QTR is a standalone and you open a TIF file and lay it out in the window and select your curve and print. It’s the purest form of QTR. You are doing this to see if the film is printed normal in Win 7. Just a test. If it does then you use it for now and have something to look forward to.

No black ink should be printing at all if you are setup correctly. Look at the curve you are using in QTR-CurveView.

Jon, I’ve just made some immense progress… no more puddling and dark lines! And in Maverick… This is the 1.7 curve; I figured I’d try it since you liked it for pt/pd. I created a custom paper profile with 5 seconds drying time between each pass. All the steps of the step tablet are smooth and distinctive, which was not the case before. See for yourself:

https://dl.dropboxusercontent.com/u/94791000/img005.jpg

I have the following questions, though:

  1. although I have a decent negative, do you think the ink percentage is correct?

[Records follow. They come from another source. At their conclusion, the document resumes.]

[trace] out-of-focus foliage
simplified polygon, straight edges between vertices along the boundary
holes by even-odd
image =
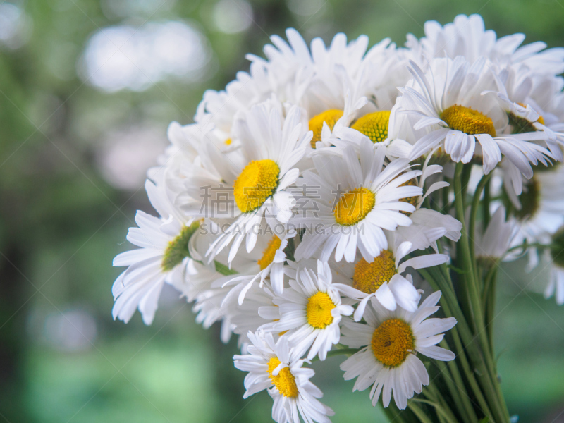
[[[168,123],[190,123],[206,88],[247,70],[245,54],[289,26],[307,39],[343,31],[402,44],[427,20],[473,13],[499,35],[564,45],[564,7],[551,0],[1,3],[0,416],[262,421],[271,399],[242,400],[236,345],[197,326],[174,292],[152,326],[111,319],[111,259],[135,209],[151,211],[145,171]],[[542,277],[505,273],[499,293],[501,376],[522,422],[563,419],[564,309],[520,288]],[[333,421],[384,421],[342,381],[339,361],[314,379]]]

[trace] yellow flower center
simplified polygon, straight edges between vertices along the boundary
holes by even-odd
[[[366,294],[378,290],[384,282],[389,282],[397,273],[393,255],[388,250],[382,250],[380,255],[369,263],[364,259],[355,266],[352,286]]]
[[[375,111],[364,115],[350,128],[364,134],[372,142],[381,142],[388,137],[390,111]]]
[[[450,129],[460,130],[469,135],[489,134],[496,136],[496,128],[491,118],[470,107],[455,104],[447,107],[441,114],[442,119]]]
[[[274,260],[274,255],[276,254],[276,251],[278,249],[280,248],[280,245],[282,244],[282,240],[278,238],[276,235],[272,237],[272,239],[269,241],[268,245],[264,249],[264,251],[262,252],[262,257],[259,259],[257,263],[258,263],[259,266],[260,266],[261,270],[264,270],[266,267],[269,266],[269,264],[272,263]]]
[[[350,226],[366,217],[376,203],[374,193],[366,188],[350,190],[335,207],[335,221],[340,225]]]
[[[273,357],[269,361],[269,378],[278,388],[278,392],[286,397],[295,398],[298,396],[298,386],[295,384],[294,376],[290,372],[288,367],[284,367],[276,376],[274,376],[272,372],[274,369],[280,364],[280,360],[277,357]]]
[[[307,323],[318,329],[322,329],[333,323],[331,311],[336,305],[326,293],[319,292],[307,299],[306,314]]]
[[[233,194],[243,213],[260,207],[278,186],[280,168],[273,160],[251,161],[235,180]]]
[[[336,109],[331,109],[326,110],[323,113],[315,115],[309,119],[309,130],[313,131],[313,138],[312,138],[312,148],[315,148],[315,143],[317,141],[321,140],[321,130],[323,129],[323,123],[327,123],[329,129],[332,130],[337,123],[343,116],[343,111],[337,110]]]
[[[372,334],[372,345],[378,361],[391,367],[399,366],[414,348],[411,326],[400,319],[386,320]]]
[[[184,226],[178,235],[168,243],[161,263],[161,267],[164,271],[172,270],[185,257],[190,257],[188,241],[198,228],[200,228],[199,221],[194,222],[190,226]]]

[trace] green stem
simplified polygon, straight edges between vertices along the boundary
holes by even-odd
[[[231,276],[231,275],[236,275],[237,273],[238,273],[235,270],[229,269],[229,267],[228,267],[227,266],[226,266],[225,264],[223,264],[222,263],[220,263],[217,260],[214,260],[214,263],[216,265],[216,271],[217,271],[219,273],[221,273],[224,276]]]
[[[437,404],[436,401],[429,401],[428,400],[422,400],[420,398],[415,398],[412,400],[412,404],[413,403],[423,403],[424,404],[428,404],[429,405],[434,407],[437,415],[441,415],[446,422],[448,422],[448,423],[459,423],[458,420],[457,420],[456,417],[454,417],[454,415],[453,415],[453,412],[450,411],[450,410],[448,408],[448,407],[444,407],[444,405],[443,404]],[[413,411],[413,410],[412,410],[412,411]]]
[[[482,386],[486,395],[491,401],[492,405],[494,407],[497,417],[494,421],[507,422],[509,419],[509,415],[507,407],[505,406],[505,400],[497,380],[495,364],[491,355],[491,349],[489,346],[487,332],[486,331],[484,325],[485,316],[482,312],[480,297],[478,292],[478,283],[475,274],[476,269],[472,265],[473,263],[468,241],[468,233],[466,231],[464,221],[464,190],[462,185],[462,181],[461,180],[464,169],[465,166],[462,163],[458,163],[456,164],[454,178],[455,207],[456,209],[456,217],[462,223],[462,234],[458,245],[460,245],[460,251],[462,256],[460,258],[463,264],[462,269],[468,272],[468,274],[464,275],[464,280],[468,288],[470,303],[471,305],[471,319],[476,324],[477,336],[482,345],[482,350],[479,352],[479,355],[481,355],[482,360],[485,360],[486,364],[485,369],[483,370],[481,369],[485,374],[482,374],[482,377],[481,377],[480,379],[483,382]],[[482,363],[480,362],[482,360],[479,360],[479,357],[476,358],[477,360],[475,364],[479,366],[479,369],[481,369],[482,367],[481,364]]]
[[[448,345],[445,340],[441,342],[441,346],[443,348],[450,350]],[[455,360],[443,362],[436,360],[434,362],[439,367],[443,380],[448,388],[449,393],[452,396],[455,404],[459,410],[459,415],[462,416],[465,422],[474,423],[478,421],[478,417],[474,411],[470,396],[466,392],[460,372],[456,366]]]
[[[484,221],[484,228],[488,227],[489,224],[489,219],[490,219],[490,214],[489,214],[489,203],[490,199],[491,198],[491,183],[490,183],[491,179],[488,180],[488,183],[486,184],[486,187],[484,188],[484,202],[482,204],[482,220]]]
[[[472,209],[470,209],[470,228],[468,228],[468,234],[469,238],[471,240],[470,242],[470,257],[472,257],[472,262],[474,266],[474,269],[477,269],[476,265],[476,252],[474,251],[474,243],[473,241],[473,237],[476,235],[476,214],[478,212],[478,205],[480,202],[480,197],[482,197],[482,192],[484,190],[484,188],[489,181],[489,178],[491,177],[492,173],[490,172],[488,175],[484,175],[480,179],[479,183],[478,183],[478,186],[476,187],[476,192],[474,193],[474,198],[472,198]],[[484,226],[484,230],[486,229],[486,226]]]
[[[435,279],[431,278],[429,271],[431,271],[431,269],[432,268],[420,269],[418,270],[418,271],[431,284],[434,289],[441,290],[441,286],[437,284],[437,281],[440,281],[440,278],[438,278]],[[470,332],[470,329],[467,327],[466,324],[466,319],[462,314],[462,311],[460,309],[460,306],[456,298],[455,297],[453,300],[449,299],[449,288],[448,286],[445,287],[444,283],[443,283],[441,285],[443,287],[446,288],[446,289],[443,291],[443,293],[447,293],[447,295],[445,295],[444,298],[441,298],[441,305],[443,307],[445,314],[446,316],[454,316],[458,322],[456,326],[449,331],[449,333],[452,336],[455,343],[455,352],[456,353],[457,359],[456,361],[460,363],[462,367],[466,379],[468,381],[468,384],[472,388],[474,398],[478,402],[479,407],[482,410],[482,412],[484,413],[484,415],[488,417],[490,420],[493,422],[494,415],[489,410],[488,403],[486,401],[486,399],[484,398],[482,391],[480,389],[476,378],[474,376],[474,370],[470,367],[468,360],[466,357],[466,352],[467,352],[468,353],[471,354],[472,362],[474,362],[476,367],[477,367],[481,364],[482,368],[482,372],[485,372],[485,366],[484,366],[484,362],[480,357],[479,352],[476,351],[477,349],[477,345],[476,345],[477,343],[474,342],[475,337],[473,337]],[[455,309],[457,311],[453,312],[453,309],[450,308],[451,307],[453,307],[453,309]],[[465,339],[464,344],[465,346],[462,345],[462,342],[460,341],[460,337],[458,334],[459,331],[462,333],[462,338]],[[451,362],[449,362],[449,364]],[[482,374],[482,377],[484,377],[484,376],[486,376],[486,377],[488,376],[487,374]]]
[[[421,423],[433,423],[432,420],[419,408],[419,405],[415,404],[414,400],[412,400],[407,403],[407,407],[417,417]]]

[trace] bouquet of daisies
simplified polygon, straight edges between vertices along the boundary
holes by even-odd
[[[172,285],[238,337],[245,397],[267,390],[278,422],[330,421],[309,365],[333,355],[394,421],[510,422],[500,262],[551,266],[564,302],[564,49],[476,15],[424,29],[369,49],[288,30],[172,123],[114,318],[150,324]]]

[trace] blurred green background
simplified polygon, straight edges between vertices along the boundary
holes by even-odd
[[[552,0],[0,2],[0,420],[269,421],[265,392],[241,398],[233,341],[197,326],[172,290],[151,326],[111,319],[111,260],[130,247],[135,210],[152,212],[145,172],[168,123],[191,123],[206,88],[288,27],[308,42],[343,31],[402,45],[427,20],[474,13],[500,36],[564,45]],[[542,271],[503,269],[496,332],[510,411],[564,422],[564,308],[522,290],[541,290]],[[314,366],[333,421],[386,421],[339,362]]]

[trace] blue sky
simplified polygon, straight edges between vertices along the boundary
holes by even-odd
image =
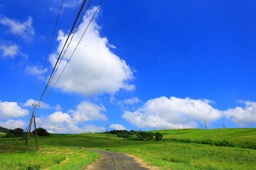
[[[92,2],[60,70],[99,1]],[[64,0],[40,93],[81,3]],[[0,126],[28,125],[60,3],[0,4]],[[67,133],[204,128],[204,121],[255,127],[255,10],[253,1],[103,1],[37,110],[38,125]]]

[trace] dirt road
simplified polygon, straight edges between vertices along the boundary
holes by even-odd
[[[141,160],[123,153],[94,149],[85,149],[100,153],[100,159],[89,165],[86,169],[90,170],[145,170],[158,169],[149,166]]]

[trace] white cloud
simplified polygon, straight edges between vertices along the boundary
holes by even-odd
[[[67,0],[63,3],[63,8],[74,8],[81,4],[82,0]]]
[[[61,71],[66,64],[95,10],[95,8],[89,10],[84,17],[58,70]],[[110,50],[108,40],[100,35],[100,27],[93,20],[57,83],[57,88],[84,96],[113,94],[122,89],[127,90],[134,89],[134,85],[127,83],[133,78],[133,71],[125,60]],[[59,31],[58,52],[52,54],[50,59],[52,66],[67,37],[63,31]]]
[[[81,122],[97,120],[106,120],[105,115],[100,113],[106,111],[103,106],[99,106],[88,101],[80,103],[75,110],[68,113],[55,111],[47,117],[36,118],[38,125],[47,129],[49,132],[58,133],[82,133],[103,131],[103,127],[86,125],[79,127],[77,124]]]
[[[256,102],[240,101],[245,106],[228,109],[225,114],[236,124],[246,127],[250,124],[256,124]]]
[[[76,122],[88,121],[92,120],[107,120],[105,115],[100,113],[106,111],[104,106],[83,101],[80,103],[76,107],[76,110],[70,110],[73,115],[73,120]]]
[[[124,126],[120,124],[111,124],[109,127],[113,128],[115,130],[126,130],[126,128]]]
[[[28,20],[20,22],[17,20],[3,17],[0,18],[0,24],[8,26],[10,31],[15,35],[22,37],[28,41],[31,41],[35,35],[35,30],[32,27],[33,20],[28,17]]]
[[[126,104],[134,104],[135,103],[140,103],[141,101],[138,97],[133,97],[129,99],[124,100],[124,103]]]
[[[28,59],[28,55],[22,52],[17,45],[8,41],[0,41],[0,53],[3,59],[14,59],[17,55]]]
[[[161,97],[148,100],[134,112],[125,111],[123,118],[140,127],[195,128],[195,120],[203,122],[219,119],[222,112],[208,100]]]
[[[68,113],[56,111],[49,116],[49,120],[53,123],[71,123],[72,118]]]
[[[19,47],[15,43],[10,45],[1,44],[0,45],[0,52],[4,59],[13,59],[19,54]]]
[[[60,106],[59,104],[57,104],[55,106],[55,109],[56,109],[56,110],[62,110],[62,108],[61,108],[61,106]]]
[[[24,106],[31,106],[32,104],[37,104],[38,101],[35,101],[33,99],[28,100],[24,104]],[[48,104],[46,104],[42,101],[40,102],[40,108],[51,108],[52,107],[49,105]]]
[[[25,69],[28,74],[31,75],[40,75],[42,74],[42,71],[43,71],[37,66],[26,66]],[[44,73],[45,73],[47,71],[48,69],[45,68]]]
[[[22,109],[16,102],[0,101],[0,119],[24,117],[28,113],[28,110]]]
[[[23,128],[25,126],[25,122],[21,120],[9,119],[6,122],[0,122],[0,126],[9,129]]]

  2. Please look at the bottom left of the step tablet; the ink smears a bit on the white, and the numbers are not very sharp. What do you think this? I ran an auto nozzle check earlier today and it printed the chess grids patterns; they were slightly off. Is there a way to align the print heads with the pictorico?

Thank you…

Gilles

the ink looks correct but it looks blurry to me. it should be crisp on Pictorico.
Pictorico is about as thick as Epson premium glossy - so perform the alignment on it. Alignment is based upon height of the medium.

I’ve just finished installing QTR GUI and the Epson 3880 on my daughter’s old laptop, which runs windows 7. Good thing I didn’t give it away. It is so painfully slow, there is no one I dislike enough to give such a poisonous gift. And now it’s doing a better job than my state of the art macbook pro…! I just ran a print, and it lays a lot less ink from looking at it printing. And no puddling… a couple of faint black lines and still some blurriness. I only have 8x10 glossy on hand so I will run to the store tomorrow to get a pack of letter size and run the printer alignment head. Hopefully this will do it… Thank you for all your help today Jon, especially on a weekend, I really appreciate it… I will report tomorrow once I have done a alignment. Best wishes, Gilles

Fantastic!
We will deal with 10.8 and 10.9 in 2014. One way or the other…
Have a merry!

Hi Jon,

Any update on the printing dark problem on 3800 / 3880 with certain versions of MacOS - specifically 10.8? (using QTR Print, of course).

We’re busy testing, and although the results are VERY strange, we hope to have information/answers soon! We appreciate feedback from others having this issue to gather as many details as possible, and patience while we trouble shoot and get to the bottom of this strange problem.